A Brief History of the Snuff Bottle

By some accounts, European traders, traveling over the dangerous Silk Road, introduced tobacco to the Chinese in the 1600s.  Shortly thereafter, under the Qing Dynasty, smoking tobacco was declared to be illegal.  However, chopping it up into a fine powder(“snuff”)was encouraged.  It was thought that, in this reincarnation, tobacco had medicinal properties.  To protect against the elements, the Chinese stored and carried snuff in air tight bottles.

By the end of the 17th century and through most of the 19th,  it had become customary to offer snuff as a form of greeting.  It was not long before snuff bottles became more than just a container.  Indeed, they became much sought after objects of beauty and art.  It is easy to imagine how a finely decorated snuff bottle generated both conversation and status.
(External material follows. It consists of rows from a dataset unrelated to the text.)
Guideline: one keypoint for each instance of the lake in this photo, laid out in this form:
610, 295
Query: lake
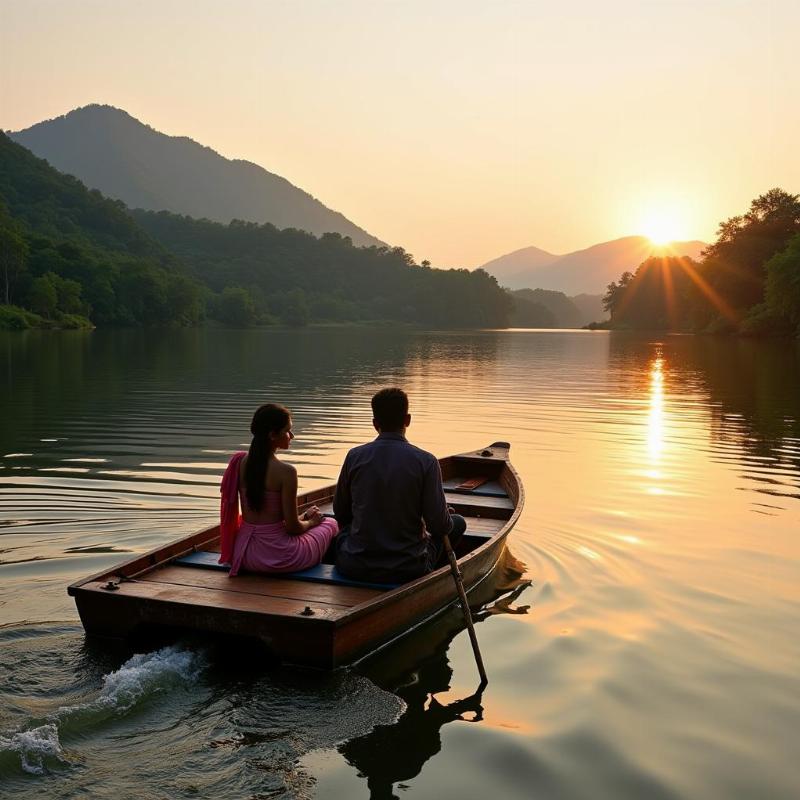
655, 653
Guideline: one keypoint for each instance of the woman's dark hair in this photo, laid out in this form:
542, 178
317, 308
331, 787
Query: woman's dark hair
269, 418
389, 408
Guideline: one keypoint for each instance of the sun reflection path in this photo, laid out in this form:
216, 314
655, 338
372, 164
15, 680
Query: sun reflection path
655, 418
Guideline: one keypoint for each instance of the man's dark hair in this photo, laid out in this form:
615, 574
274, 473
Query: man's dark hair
389, 408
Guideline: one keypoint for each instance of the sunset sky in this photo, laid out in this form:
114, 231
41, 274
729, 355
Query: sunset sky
459, 130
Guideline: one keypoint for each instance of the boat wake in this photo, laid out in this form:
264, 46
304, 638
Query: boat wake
143, 677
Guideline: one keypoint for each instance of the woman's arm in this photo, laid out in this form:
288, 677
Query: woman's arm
294, 525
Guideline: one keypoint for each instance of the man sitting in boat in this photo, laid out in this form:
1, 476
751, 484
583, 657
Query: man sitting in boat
390, 503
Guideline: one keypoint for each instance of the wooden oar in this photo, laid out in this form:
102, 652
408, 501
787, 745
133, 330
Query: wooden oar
465, 608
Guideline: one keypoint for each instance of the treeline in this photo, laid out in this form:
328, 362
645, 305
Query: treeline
748, 280
546, 308
261, 273
69, 255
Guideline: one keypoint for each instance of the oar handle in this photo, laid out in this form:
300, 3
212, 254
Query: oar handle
465, 608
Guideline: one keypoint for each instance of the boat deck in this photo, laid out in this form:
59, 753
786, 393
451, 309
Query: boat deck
282, 595
316, 617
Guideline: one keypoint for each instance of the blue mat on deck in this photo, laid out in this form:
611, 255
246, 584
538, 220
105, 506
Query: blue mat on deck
322, 573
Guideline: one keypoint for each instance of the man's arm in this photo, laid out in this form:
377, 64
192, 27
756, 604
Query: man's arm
342, 502
434, 506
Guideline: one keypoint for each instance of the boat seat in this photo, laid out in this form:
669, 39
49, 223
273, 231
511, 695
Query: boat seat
487, 489
322, 573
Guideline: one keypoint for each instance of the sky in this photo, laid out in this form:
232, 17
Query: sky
460, 131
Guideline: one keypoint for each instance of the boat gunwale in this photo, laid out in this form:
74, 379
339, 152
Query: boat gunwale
208, 536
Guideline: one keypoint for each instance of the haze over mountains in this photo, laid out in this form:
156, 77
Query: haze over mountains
586, 271
109, 150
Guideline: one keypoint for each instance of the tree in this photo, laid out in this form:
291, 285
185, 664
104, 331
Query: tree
13, 252
235, 307
42, 297
783, 282
735, 263
615, 292
295, 309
Inside-painting developed in the late 18th century.  It was a method by which to decorate the (by then ubiquitous) glass bottle without the risk of the paint wearing off.  A bamboo hooked brush, with just a few hairs at one end, was inserted through the neck of the bottle, and an image and/or Chinese calligraphic characters, painted in reverse from within.  While it is easy to see that this would require tremendous patience, concentration, and manual dexterity, it is also paradoxically difficult to imagine that such artistry is humanly possible at all!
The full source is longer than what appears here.